Tuhan..Maafkan hamba Tuhan,hamba tak mampu menjadi istri yang baik.

Hamba tak sempat memberikan rasa sayang yang pantas untuk suami hamba

yang dengan tulus menyayangi keluarga ini. Aku malu pada diriku. Hanya

tangis dan penyesalan yang kini ada.

Saya menulis ini sebagai renungan kita bersama. Agar kesalahan yang

saya lakukan tidak di lakukan oleh wanita-wanita yang lain. Karena

penyesalan yang datang di akhir tak berguna apa-apa. Hanyalah

penyesalan dan tak merubah apa-apa.

Banggalah pada suamimu yang senantiasa meneteskan keringatnya hingga

lupa membasuhnya dan mengering tanpa dia sadari.
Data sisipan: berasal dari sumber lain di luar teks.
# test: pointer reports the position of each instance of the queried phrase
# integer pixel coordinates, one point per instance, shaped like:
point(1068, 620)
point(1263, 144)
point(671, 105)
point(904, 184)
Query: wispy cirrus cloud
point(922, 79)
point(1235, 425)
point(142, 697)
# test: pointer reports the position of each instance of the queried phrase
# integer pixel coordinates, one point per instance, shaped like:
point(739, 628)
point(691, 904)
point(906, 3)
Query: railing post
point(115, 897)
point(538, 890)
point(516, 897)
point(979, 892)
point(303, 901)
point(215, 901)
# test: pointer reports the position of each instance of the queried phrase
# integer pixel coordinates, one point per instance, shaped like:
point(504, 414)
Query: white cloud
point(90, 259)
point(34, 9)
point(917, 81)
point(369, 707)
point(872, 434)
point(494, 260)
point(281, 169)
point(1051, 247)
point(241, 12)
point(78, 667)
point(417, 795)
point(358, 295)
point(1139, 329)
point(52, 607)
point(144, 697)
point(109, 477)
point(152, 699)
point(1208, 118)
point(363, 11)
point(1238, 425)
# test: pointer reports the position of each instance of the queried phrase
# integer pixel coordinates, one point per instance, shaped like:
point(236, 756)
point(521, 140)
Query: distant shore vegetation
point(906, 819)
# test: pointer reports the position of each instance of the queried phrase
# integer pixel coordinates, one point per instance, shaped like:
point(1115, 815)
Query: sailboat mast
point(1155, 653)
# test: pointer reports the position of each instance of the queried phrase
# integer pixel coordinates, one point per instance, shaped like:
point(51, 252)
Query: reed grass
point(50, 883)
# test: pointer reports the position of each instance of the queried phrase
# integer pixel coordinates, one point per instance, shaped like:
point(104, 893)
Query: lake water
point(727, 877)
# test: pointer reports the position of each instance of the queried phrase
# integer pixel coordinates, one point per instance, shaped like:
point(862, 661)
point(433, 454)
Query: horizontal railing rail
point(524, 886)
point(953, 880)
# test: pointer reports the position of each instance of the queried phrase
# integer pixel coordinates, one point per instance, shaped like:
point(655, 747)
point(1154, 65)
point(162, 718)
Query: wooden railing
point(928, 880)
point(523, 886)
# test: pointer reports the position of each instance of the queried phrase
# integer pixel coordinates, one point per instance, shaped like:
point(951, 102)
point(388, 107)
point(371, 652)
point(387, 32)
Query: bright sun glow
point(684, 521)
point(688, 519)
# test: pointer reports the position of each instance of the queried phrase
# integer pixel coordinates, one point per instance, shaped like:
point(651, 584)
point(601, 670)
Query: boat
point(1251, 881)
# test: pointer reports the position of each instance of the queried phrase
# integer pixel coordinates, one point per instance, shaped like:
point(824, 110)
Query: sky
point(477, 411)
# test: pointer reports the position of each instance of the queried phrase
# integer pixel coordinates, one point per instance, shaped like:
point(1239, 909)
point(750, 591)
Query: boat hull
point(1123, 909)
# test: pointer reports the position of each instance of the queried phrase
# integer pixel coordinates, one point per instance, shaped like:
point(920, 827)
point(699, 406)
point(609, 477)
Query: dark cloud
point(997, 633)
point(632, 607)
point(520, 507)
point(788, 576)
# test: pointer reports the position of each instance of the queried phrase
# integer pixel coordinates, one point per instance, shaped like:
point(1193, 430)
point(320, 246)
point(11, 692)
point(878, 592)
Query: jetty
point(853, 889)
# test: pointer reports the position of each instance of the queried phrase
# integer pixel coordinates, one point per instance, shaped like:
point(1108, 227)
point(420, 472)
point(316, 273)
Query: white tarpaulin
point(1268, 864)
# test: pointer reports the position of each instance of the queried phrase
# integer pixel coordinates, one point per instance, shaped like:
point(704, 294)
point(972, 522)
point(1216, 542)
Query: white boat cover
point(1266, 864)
Banggalah pada suamimu,karena ucapan itu adalah pemberian yang paling

mudah dan paling indah jika suamimu mendengarnya.

Sambut kepulangannya di rumah dengan senyum dan sapaan hangat. Kecup

keningnya agar dia merasakan ketenangan setelah menahan beban berat di

luar sana.

Sambutlah dengan penuh rasa tulus ikhlas untuk menyayangi suamimu.

Selagi dia kembali dalam keadaan dapat membuka mata lebar-lebar.

Dan bukan kembali sembari memejamkan mata tuk selamanya.

Teruntuk suamiku.

Maafkan aku sayang.

Terlambat sudah kata ini ku ucapkan.

Aku janji pada diriku sendiri teruntukmu.

Putramu ini akan kubesarkan seperti caramu.

Putra kita ini akan menjadi sosok yang sepertimu.

Aku bangga padamu,aku sayang padamu.